光州地裁に入る全斗煥被告(中央)=30日、光州(聯合ニュース)
光州地裁に入る全斗煥被告(中央)=30日、光州(聯合ニュース)
【光州聯合ニュース】韓国軍が市民らの民主化要求行動を弾圧した1980年の5・18民主化運動(光州事件)の際、軍がヘリコプターから市民に射撃したと証言した故人をうそつき呼ばわりしたとして死者に対する名誉毀損(きそん)の罪に問われた元大統領の全斗煥(チョン・ドゥファン)被告(89)の判決公判で、光州地裁は30日、懲役8カ月、執行猶予2年(求刑・懲役1年6カ月)の有罪判決を言い渡した。  全氏は2017年に出版した回顧録で、光州事件当時の軍のヘリコプターからの射撃について証言した故チョ・ビオ神父を「聖職者という言葉が意味をなさないほど破廉恥なうそつき」と非難し、18年5月に在宅起訴された。 地裁は判決で、80年5月21日と同月27日にヘリが光州市中心部を射撃したことが十分に証明されたとし、チョ神父が目撃した5月21日の状況を中心に有罪と判断した。「ヘリからの射撃の有無は歴史的に非常に重要な争点だ」とした上で、被告の地位や光州事件で被告が行った行為などを総合すれば、ヘリからの射撃があったことを認識できたと指摘。
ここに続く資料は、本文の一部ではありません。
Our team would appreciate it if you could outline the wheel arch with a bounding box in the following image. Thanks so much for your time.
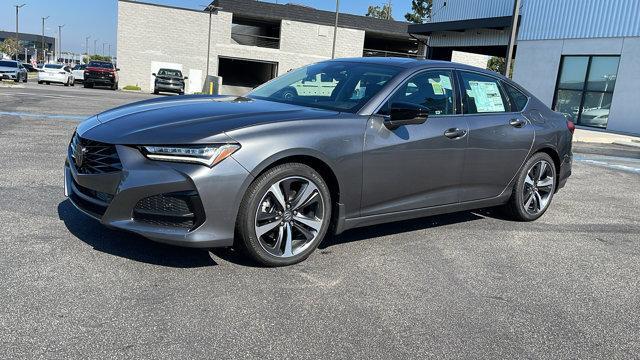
[236,149,345,239]
[531,145,562,191]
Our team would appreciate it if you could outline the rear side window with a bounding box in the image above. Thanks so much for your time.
[460,71,511,114]
[379,70,456,115]
[502,82,529,112]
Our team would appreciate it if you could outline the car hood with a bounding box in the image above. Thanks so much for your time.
[77,95,338,145]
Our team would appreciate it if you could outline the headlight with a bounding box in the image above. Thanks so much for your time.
[141,144,240,167]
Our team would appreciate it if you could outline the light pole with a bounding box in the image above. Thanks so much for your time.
[58,24,66,59]
[504,0,520,77]
[14,4,27,61]
[40,16,49,64]
[331,0,340,59]
[84,35,91,56]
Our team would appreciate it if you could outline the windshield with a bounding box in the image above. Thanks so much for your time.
[87,61,113,69]
[158,69,182,77]
[0,61,18,67]
[247,61,402,113]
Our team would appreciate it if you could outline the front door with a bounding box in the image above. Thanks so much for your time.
[361,70,468,216]
[459,71,534,202]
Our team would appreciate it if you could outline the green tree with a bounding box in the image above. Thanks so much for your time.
[404,0,433,24]
[0,38,18,57]
[366,4,393,20]
[487,56,515,77]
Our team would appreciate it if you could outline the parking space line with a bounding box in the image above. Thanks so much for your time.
[0,111,89,120]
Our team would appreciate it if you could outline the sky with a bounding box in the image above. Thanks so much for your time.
[0,0,411,53]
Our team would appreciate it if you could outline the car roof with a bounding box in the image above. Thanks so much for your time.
[327,57,503,78]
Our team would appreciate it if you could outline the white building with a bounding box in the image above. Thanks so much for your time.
[118,0,419,93]
[409,0,640,135]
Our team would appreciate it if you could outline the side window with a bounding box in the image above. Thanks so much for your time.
[460,71,510,114]
[380,70,456,115]
[502,82,529,112]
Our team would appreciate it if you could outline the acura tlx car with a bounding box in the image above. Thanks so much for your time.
[65,58,574,266]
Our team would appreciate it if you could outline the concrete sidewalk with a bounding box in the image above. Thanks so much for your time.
[573,129,640,148]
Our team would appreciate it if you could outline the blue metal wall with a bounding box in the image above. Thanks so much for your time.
[432,0,640,40]
[520,0,640,40]
[430,0,516,22]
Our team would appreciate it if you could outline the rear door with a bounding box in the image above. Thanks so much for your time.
[361,69,467,216]
[458,70,534,202]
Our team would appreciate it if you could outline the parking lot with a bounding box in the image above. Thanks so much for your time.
[0,82,640,359]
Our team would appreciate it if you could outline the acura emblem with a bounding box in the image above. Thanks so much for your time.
[73,144,87,168]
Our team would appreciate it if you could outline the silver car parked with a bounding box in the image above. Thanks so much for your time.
[64,58,573,266]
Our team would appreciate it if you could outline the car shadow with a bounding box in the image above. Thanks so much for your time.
[58,200,217,268]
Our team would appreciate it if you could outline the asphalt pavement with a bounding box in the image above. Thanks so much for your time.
[0,83,640,359]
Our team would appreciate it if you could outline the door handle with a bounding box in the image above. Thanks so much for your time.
[509,118,527,128]
[444,128,467,139]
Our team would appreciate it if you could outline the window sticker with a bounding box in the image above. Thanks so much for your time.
[467,81,505,113]
[440,75,453,90]
[429,79,444,95]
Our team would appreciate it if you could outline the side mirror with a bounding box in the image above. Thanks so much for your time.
[384,102,429,130]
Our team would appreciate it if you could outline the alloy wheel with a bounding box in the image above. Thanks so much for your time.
[254,176,326,258]
[522,160,555,215]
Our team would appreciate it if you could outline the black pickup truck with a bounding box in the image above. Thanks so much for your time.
[83,61,120,90]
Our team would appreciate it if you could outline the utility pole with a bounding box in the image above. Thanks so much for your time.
[58,24,65,59]
[84,35,91,56]
[504,0,520,77]
[40,16,49,64]
[331,0,340,59]
[14,4,26,61]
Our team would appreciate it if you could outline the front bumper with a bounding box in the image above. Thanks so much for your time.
[155,83,184,92]
[38,72,67,83]
[0,73,18,80]
[64,145,252,248]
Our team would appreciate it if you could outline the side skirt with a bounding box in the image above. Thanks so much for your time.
[335,191,511,235]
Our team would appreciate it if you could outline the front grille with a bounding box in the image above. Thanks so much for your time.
[133,191,204,230]
[69,134,122,174]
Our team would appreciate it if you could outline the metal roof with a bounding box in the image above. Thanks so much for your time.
[211,0,409,38]
[0,31,56,44]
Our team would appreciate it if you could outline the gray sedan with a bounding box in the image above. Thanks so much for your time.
[64,58,574,266]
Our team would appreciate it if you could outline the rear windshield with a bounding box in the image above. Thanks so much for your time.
[158,69,182,77]
[0,61,18,67]
[87,61,113,69]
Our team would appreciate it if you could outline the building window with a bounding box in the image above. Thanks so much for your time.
[553,55,620,129]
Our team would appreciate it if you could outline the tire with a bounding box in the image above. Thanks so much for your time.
[505,152,557,221]
[236,163,331,266]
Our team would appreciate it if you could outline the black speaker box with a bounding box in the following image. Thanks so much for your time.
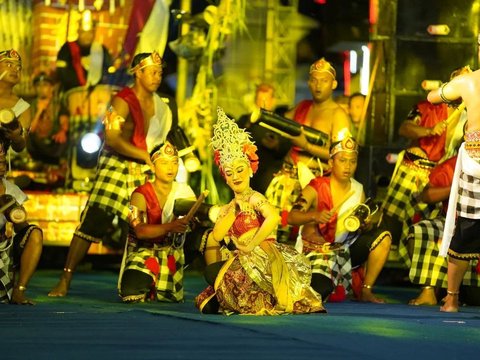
[355,146,403,201]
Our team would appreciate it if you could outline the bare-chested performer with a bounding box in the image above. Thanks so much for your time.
[265,58,350,240]
[48,52,174,296]
[428,59,480,312]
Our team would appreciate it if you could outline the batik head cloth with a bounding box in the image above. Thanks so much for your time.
[310,58,337,79]
[130,51,163,74]
[151,141,178,163]
[330,129,358,158]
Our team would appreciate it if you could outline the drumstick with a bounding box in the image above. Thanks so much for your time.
[330,189,355,214]
[444,101,465,126]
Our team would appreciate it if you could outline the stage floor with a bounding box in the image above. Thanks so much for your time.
[0,269,480,360]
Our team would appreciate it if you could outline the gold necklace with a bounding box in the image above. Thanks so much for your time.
[235,187,255,201]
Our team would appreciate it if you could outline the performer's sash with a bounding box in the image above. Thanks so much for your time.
[439,143,480,257]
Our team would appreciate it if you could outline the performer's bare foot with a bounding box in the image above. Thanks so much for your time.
[408,286,437,306]
[440,290,459,312]
[358,285,385,304]
[48,269,72,297]
[10,286,35,305]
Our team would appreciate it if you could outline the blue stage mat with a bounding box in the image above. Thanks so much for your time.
[0,270,480,360]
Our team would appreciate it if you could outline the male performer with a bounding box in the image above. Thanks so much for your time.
[288,137,391,303]
[265,58,350,242]
[57,10,112,91]
[428,63,480,312]
[49,52,176,296]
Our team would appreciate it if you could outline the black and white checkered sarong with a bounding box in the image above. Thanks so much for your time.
[87,150,149,221]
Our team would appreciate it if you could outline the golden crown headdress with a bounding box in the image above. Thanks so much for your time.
[150,141,178,163]
[130,51,163,74]
[310,58,337,79]
[211,107,258,172]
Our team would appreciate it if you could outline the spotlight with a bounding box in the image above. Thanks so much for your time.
[80,133,102,154]
[170,5,218,28]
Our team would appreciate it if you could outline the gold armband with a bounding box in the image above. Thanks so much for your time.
[128,205,147,228]
[103,112,125,130]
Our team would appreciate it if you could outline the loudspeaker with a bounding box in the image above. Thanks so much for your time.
[354,146,403,201]
[367,0,480,146]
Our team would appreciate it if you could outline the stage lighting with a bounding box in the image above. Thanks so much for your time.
[77,132,102,169]
[168,126,202,172]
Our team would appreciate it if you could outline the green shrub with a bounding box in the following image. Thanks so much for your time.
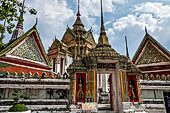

チョ神父を除き、ヘリからの射撃を目撃した証人16人のうち8人の証言は十分に信用でき、客観的状況も裏付けられたとした。  また、被告は裁判中一度も反省や謝罪をせず、自身の正当性を主張するために被害者を非難する回顧録を出版したとする一方で、執行猶予とした理由については、光州事件そのものに対する裁判ではないため被害者が侵害された権益の観点から判断したと説明した。 裁判長は判決の言い渡しに先立ち、光州事件について最も大きな責任がある被告が苦痛を受けた多くの国民に心から謝罪することを願うと述べたが、全氏は裁判の間、終始居眠りする姿を見せた。